Apply the idea of a shared public ledger to supply chain finance, and it becomes a verifiable, incorruptible centralized data source. Buyers, suppliers and funders can all access this source to retrieve information about contracts and transactions. This could help suppliers get paid faster and funders transact more securely and easier with buyers.

This is where the value for supply chain finance lies–not with the cryptocurrency itself but with the foundational technology. The technology itself is called the blockchain, and if implemented with supply chain finance, it could increase efficiency and decrease discrepancies. At the highest level, the technology generates information about transactions and stores them in a block, which is a cloud based data structure linked to other blocks in the chain, hence the name blockchain.

Right now, using this technology for supply chain finance is in its nascent stages; no one organization has adopted blockchain as the way to handle all of its transactions, but the expectation is that it might not be too far down the road.

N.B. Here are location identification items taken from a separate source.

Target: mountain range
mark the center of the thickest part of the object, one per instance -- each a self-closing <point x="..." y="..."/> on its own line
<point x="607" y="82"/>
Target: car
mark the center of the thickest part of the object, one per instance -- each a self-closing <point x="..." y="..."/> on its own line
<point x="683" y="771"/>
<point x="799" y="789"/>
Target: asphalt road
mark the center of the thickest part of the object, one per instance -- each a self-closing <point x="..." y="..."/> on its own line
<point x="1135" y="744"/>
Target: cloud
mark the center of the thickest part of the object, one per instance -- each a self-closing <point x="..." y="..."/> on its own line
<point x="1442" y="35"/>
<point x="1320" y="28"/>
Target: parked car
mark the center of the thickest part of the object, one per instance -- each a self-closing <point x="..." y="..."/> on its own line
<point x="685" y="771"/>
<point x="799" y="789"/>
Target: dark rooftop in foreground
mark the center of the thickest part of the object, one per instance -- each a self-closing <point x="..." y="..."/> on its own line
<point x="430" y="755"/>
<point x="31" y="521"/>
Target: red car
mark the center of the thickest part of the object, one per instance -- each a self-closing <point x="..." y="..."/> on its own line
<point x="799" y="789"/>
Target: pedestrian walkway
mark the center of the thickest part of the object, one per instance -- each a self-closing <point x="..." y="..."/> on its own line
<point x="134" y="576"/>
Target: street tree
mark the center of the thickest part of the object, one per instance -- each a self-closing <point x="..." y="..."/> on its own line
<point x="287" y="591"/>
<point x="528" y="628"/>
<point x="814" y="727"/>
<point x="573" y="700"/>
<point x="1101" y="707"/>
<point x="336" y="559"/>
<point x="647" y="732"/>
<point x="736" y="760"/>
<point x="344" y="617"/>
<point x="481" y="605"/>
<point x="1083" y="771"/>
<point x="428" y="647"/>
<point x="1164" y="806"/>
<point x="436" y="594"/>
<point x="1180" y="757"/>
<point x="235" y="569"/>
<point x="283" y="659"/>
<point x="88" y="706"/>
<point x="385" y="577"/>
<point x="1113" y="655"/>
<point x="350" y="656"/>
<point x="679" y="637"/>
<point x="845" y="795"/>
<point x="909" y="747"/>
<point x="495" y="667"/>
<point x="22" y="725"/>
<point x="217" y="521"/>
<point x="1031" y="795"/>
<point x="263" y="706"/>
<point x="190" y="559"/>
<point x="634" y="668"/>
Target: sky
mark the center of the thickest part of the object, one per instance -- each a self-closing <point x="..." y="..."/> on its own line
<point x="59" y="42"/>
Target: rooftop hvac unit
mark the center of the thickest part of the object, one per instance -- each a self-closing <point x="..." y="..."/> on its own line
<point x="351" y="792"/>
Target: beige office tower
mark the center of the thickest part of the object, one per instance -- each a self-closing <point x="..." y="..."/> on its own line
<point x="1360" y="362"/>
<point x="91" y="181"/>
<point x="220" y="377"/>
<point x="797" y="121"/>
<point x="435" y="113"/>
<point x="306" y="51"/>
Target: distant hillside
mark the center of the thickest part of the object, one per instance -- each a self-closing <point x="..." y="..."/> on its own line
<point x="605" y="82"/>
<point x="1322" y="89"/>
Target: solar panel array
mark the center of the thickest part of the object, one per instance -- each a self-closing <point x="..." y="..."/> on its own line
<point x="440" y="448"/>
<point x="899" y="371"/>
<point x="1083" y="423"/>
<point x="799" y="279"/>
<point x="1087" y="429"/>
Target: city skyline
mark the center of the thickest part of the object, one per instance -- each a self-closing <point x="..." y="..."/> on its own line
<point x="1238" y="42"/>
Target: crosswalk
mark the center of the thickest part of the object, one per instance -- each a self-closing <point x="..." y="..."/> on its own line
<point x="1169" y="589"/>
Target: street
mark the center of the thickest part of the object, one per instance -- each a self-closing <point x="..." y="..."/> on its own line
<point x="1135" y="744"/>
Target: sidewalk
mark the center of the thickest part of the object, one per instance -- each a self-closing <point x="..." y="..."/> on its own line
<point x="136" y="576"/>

One of the most interesting aspects of this technology is smart contracts. Basically, any agreement that can be represented in code can become a smart contract. Not only are these contracts verifiable on the blockchain, but they can be self-activating and self-enforceable. The blockchain would also store every version of a contract. No more digging through email to find a previous version of a contract that was emailed weeks ago.

To directly apply it to supply chain finance, think about a simple transaction. A buyer and a supplier have agreed upon a price for a set of goods to be delivered on a certain day. If a smart contract is set up, as soon as those goods arrive in the set location, the contract would transfer the ownership of the goods to the buyer and would transfer the agreed upon funds to the supplier. All of this would happen automatically once the smart contract is initialized by the delivery of goods. A smart contract could also be set up to automatically send an invoice to a funder for financing if it’s over a certain amount.

It’s easy to see why this technology could be so powerful for all entities, buyers, suppliers, and funders, involved in supply chain finance. Blockchain has the potential to significantly affect many aspects of the supply chain finance business But because this technology is still in its early days, the operational efficiencies and potential of blockchain technology as it relates to supply chain finance remains to be fully realized.